Hawaii’s dilemma is a microcosm of the ongoing back-and-forth about graduate student unions on campuses across the country. While support for unionization at the school has been building, strong opposition from both the university administration and the state legislature signals the debate is far from settled.
Graduate student unions (GSU) are contentious because being a graduate student is a multifaceted experience. Universities expect graduate students to undertake coursework, individual research, and teaching/administrative responsibilities. GSU proponents contend these duties have shifted towards more teaching and administrative obligations in the past few decades.
Consequently, graduate students have gone from “proteges slated to join professors as colleagues” to employees of the university. GSU opponents firmly maintain graduate students are more student than employee. As a result, they argue, GSUs would disrupt student-faculty relationships, damage academic freedom and unduly influence policymaking decisions of the university by forcing them to bargain over “educational" matters.
Classifying graduate students as students versus employees under state law is particularly high stakes at public universities because it decides whether and what bargaining rights GSUs have.
GSUs at private universities are governed by the National Labor Relations Board (NLRB). In contrast, state government employees are “specifically exempted from protection under the NLRA.” Therefore, if graduate students at public universities are “employees” under state law, their right to unionize and bargain are governed by state labor law.
States’ approaches to GSUs and their rights span the spectrum. Pro-GSU states like California and New York give public GSUs explicit collective bargaining rights, whereas anti-GSU states like Colorado and North Carolina deny collective bargaining rights to any public university employees.
Still, other states, like Ohio, fall somewhere in the middle: While they allow university employees to collectively bargain, their laws “leave unstated” whether graduate students are employees. The “significant variations” between states means university administrators and would-be organizers “must look to the specific statutory scheme of the state.”

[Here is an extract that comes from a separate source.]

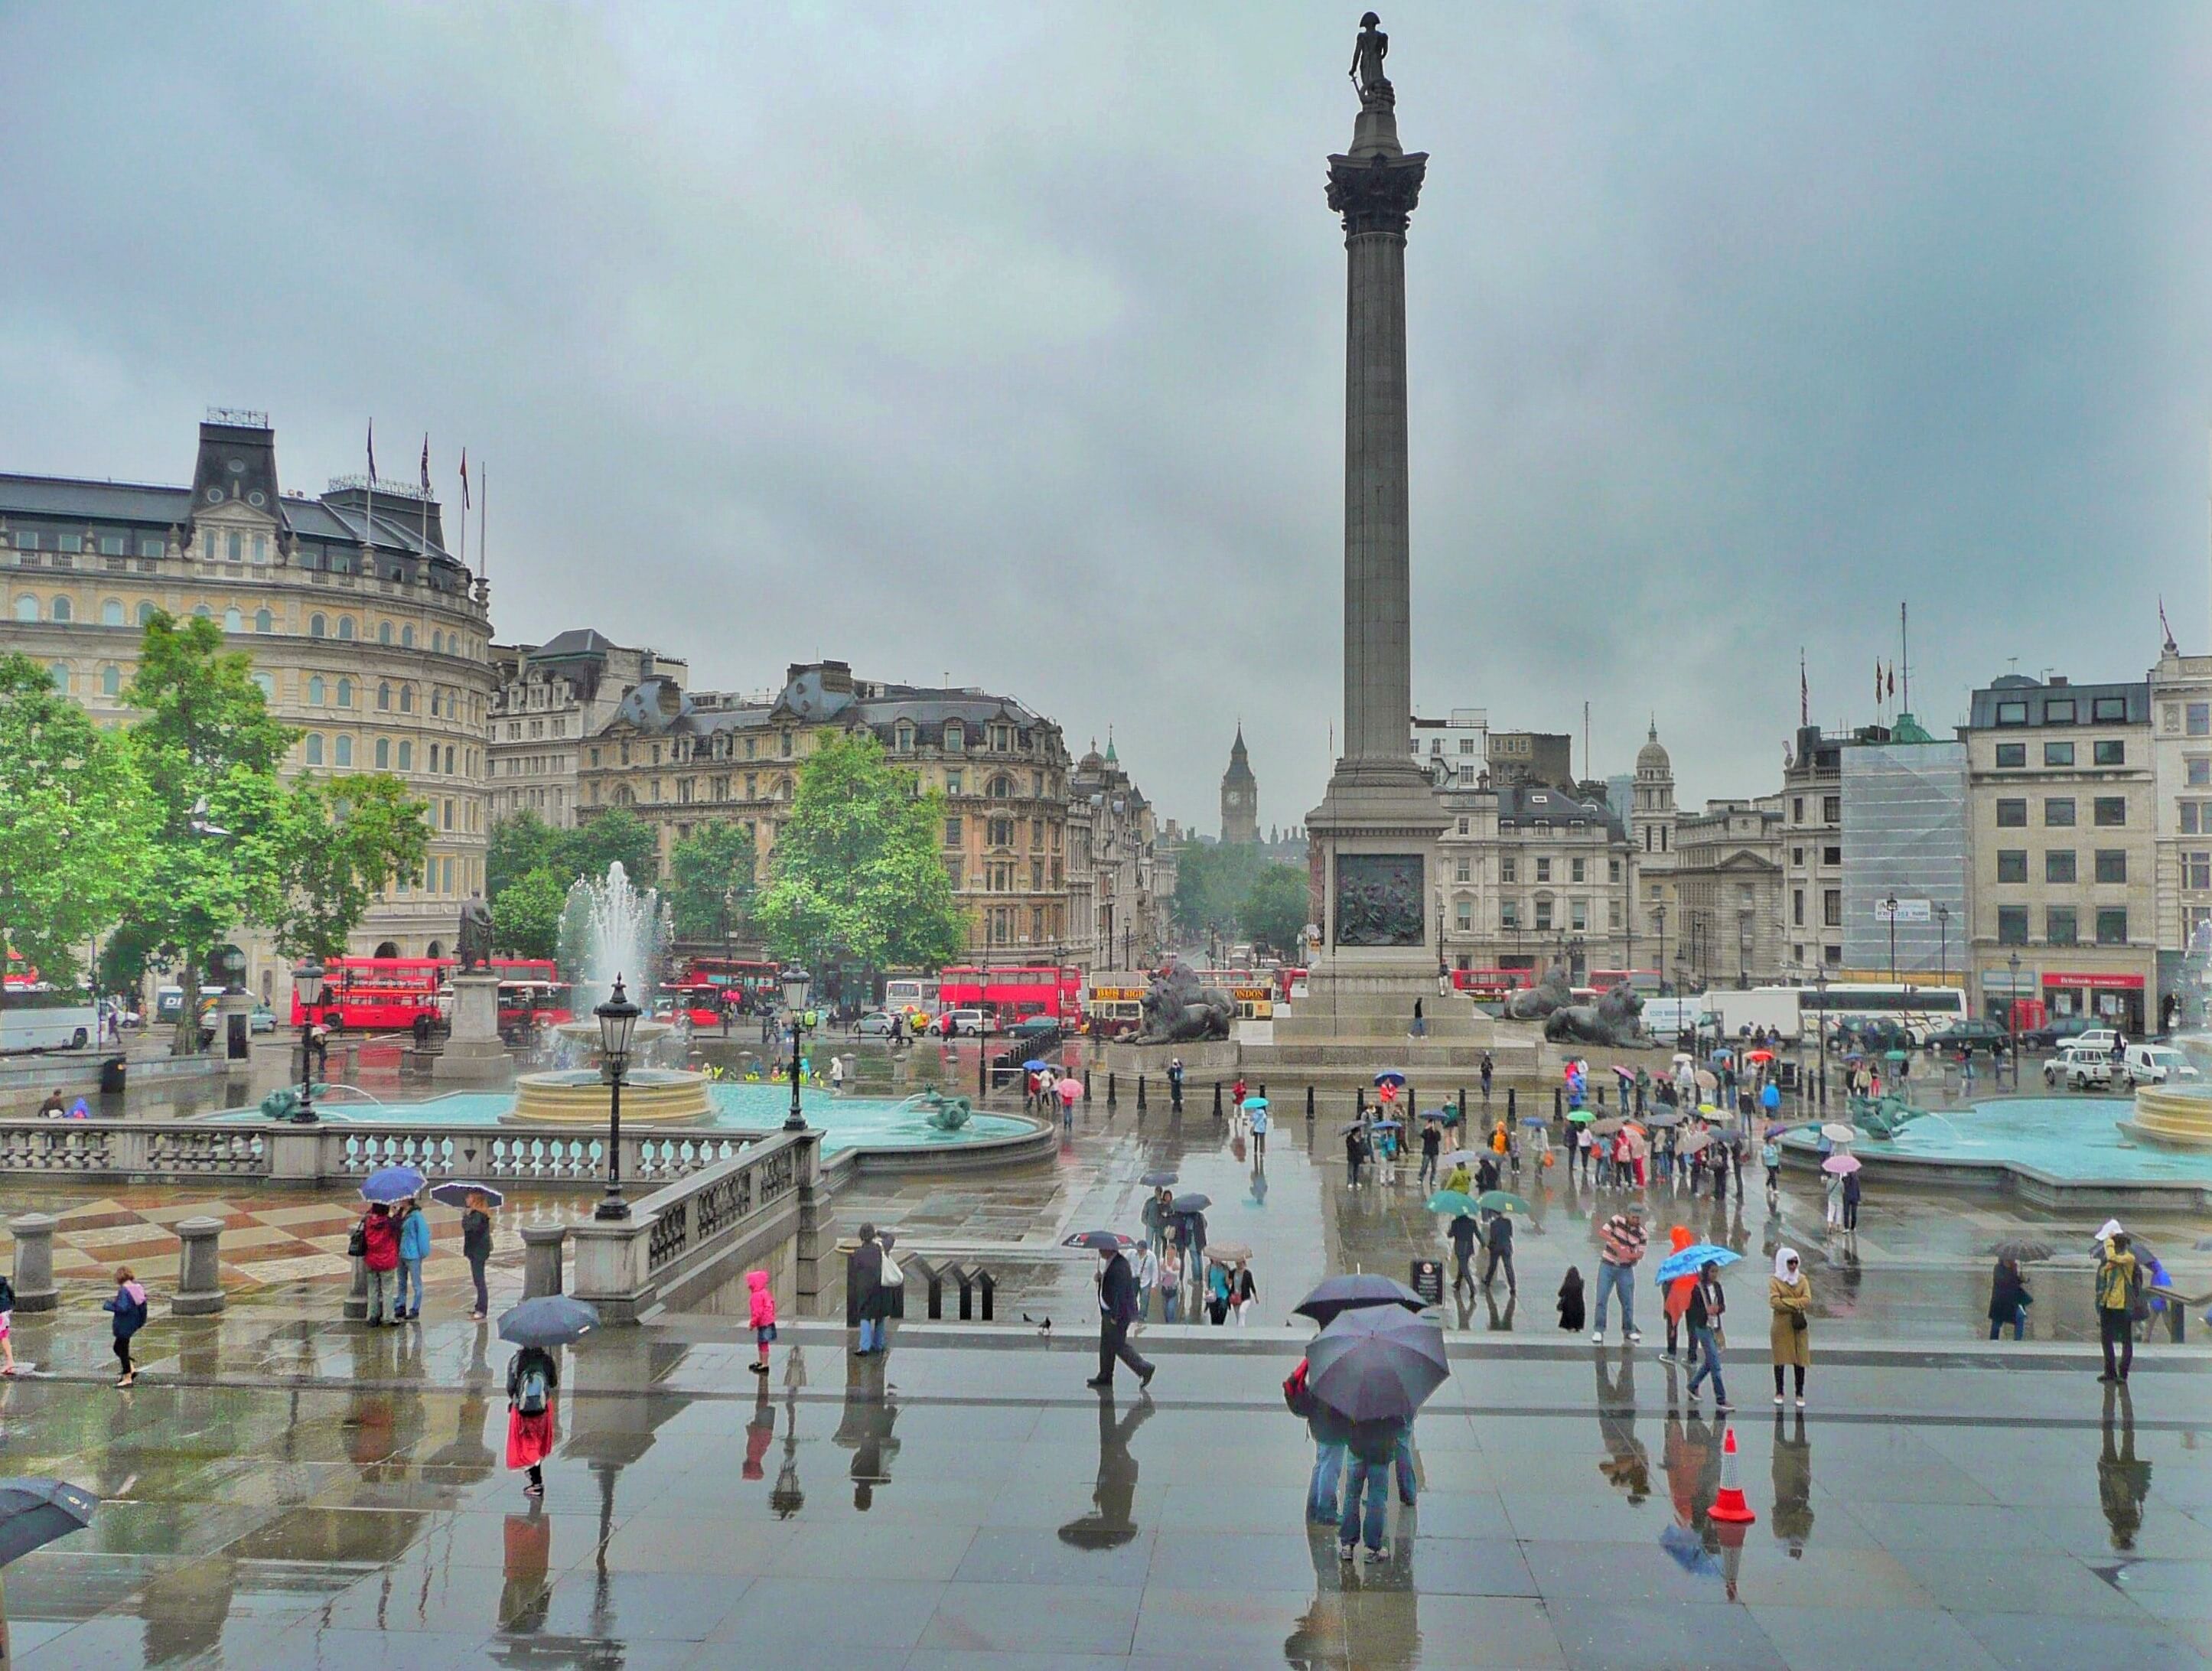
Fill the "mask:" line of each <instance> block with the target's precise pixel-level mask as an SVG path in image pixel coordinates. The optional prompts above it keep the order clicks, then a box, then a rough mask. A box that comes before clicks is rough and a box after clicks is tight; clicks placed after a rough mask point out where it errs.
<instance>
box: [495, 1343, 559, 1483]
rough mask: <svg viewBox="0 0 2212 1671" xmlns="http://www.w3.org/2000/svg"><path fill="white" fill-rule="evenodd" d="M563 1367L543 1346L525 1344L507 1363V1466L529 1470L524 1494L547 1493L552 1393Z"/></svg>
mask: <svg viewBox="0 0 2212 1671" xmlns="http://www.w3.org/2000/svg"><path fill="white" fill-rule="evenodd" d="M557 1388H560V1366H557V1363H555V1361H553V1355H551V1352H549V1350H544V1348H542V1346H524V1348H522V1350H520V1352H515V1357H513V1361H509V1366H507V1465H509V1467H522V1470H529V1476H531V1478H529V1485H524V1487H522V1494H524V1496H544V1494H546V1476H544V1461H546V1456H551V1454H553V1392H555V1390H557Z"/></svg>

Even in states with a long history of public university GSUs, both formal and informal interaction with the state legislature can influence the formation and scope of a new GSU. In Kansas, for example, the Senate Ways and Means Committee threatened to cut funding to the University of Kansas if the GSU proceeded with their unionizing efforts. State legislatures shape the viability and success of public university GSUs beyond the state’s legal framework.
Hawaii’s experience with public GSU’s has been long and controversial, but it is certainly not unique. GSUs are a growing presence at both public and private universities across the country, and the COVID pandemic has accelerated that growth at some universities. It is hard to say which way the tide will turn—but this is certainly not the last wave of public GSU legislation state legislatures will see.
Maheema Haque is an intern in NCSL's Employment, Labor, & Retirement Program.